Importantly, the law does not legalize the possession of marijuana in leaf form, nor does it permit the sale or use of food products infused with low-THC oil or the ingestion of low-THC oil through vapor. Physicians in Georgia do not prescribe marijuana; instead, they may certify patients for the Low THC Oil Registry.
Possession of any form of marijuana by individuals not authorized through the Low THC Oil Registry remains illegal under both state and federal law. This includes marijuana in plant form, edibles, and any cannabis products exceeding the 5% THC threshold. Even for registered patients, transporting low-THC oil across state lines can expose them to federal charges, as marijuana remains a Schedule I controlled substance under federal law.
Furthermore, while some Georgia cities have decriminalized possession of small amounts of marijuana (listed below), these local ordinances do not override state law.

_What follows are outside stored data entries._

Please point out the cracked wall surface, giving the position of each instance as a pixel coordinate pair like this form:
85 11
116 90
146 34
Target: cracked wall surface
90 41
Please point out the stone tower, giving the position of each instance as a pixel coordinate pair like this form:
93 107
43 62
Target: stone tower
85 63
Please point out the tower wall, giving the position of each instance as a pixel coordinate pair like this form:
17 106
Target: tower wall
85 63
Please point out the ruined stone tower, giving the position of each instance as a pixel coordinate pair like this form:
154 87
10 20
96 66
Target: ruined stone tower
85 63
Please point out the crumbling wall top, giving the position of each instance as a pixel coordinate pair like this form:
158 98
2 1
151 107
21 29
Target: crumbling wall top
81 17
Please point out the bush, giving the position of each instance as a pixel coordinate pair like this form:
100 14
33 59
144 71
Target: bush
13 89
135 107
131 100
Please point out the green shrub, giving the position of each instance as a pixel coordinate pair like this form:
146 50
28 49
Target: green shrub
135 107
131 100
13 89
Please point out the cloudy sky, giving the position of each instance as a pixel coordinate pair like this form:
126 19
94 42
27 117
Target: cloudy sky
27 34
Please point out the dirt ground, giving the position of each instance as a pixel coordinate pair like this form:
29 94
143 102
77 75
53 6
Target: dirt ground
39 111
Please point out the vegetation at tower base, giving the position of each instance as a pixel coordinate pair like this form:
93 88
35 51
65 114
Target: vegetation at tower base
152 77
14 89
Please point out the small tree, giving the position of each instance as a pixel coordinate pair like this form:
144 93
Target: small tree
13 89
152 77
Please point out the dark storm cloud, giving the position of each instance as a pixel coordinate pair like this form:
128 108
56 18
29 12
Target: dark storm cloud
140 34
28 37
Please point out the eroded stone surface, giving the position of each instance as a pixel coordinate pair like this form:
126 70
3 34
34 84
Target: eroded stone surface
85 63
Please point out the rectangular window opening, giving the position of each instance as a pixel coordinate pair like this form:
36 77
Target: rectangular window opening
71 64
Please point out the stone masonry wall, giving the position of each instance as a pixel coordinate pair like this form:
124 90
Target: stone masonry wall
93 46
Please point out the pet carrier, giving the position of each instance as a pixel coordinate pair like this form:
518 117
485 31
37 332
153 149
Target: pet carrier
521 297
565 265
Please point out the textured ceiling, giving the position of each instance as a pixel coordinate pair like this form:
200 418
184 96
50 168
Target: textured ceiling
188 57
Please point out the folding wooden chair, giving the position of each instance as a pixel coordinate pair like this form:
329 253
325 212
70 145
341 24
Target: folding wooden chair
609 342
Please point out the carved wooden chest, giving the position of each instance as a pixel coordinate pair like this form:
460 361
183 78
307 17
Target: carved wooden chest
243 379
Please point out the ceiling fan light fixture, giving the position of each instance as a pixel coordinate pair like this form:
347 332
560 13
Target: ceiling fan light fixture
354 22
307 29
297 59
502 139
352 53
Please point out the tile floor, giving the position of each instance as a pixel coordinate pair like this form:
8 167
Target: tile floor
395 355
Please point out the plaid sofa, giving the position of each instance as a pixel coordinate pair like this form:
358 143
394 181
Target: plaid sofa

Therefore, individuals found in possession of unauthorized cannabis products can still face state-level charges.
Georgia’s medical cannabis laws are narrowly tailored, allowing only specific patients to possess limited quantities of low-THC oil. The state does not recognize medical marijuana prescriptions from other states, and unauthorized possession of cannabis products remains a criminal offense. Patients and caregivers should exercise caution and ensure compliance with state regulations to avoid legal repercussions.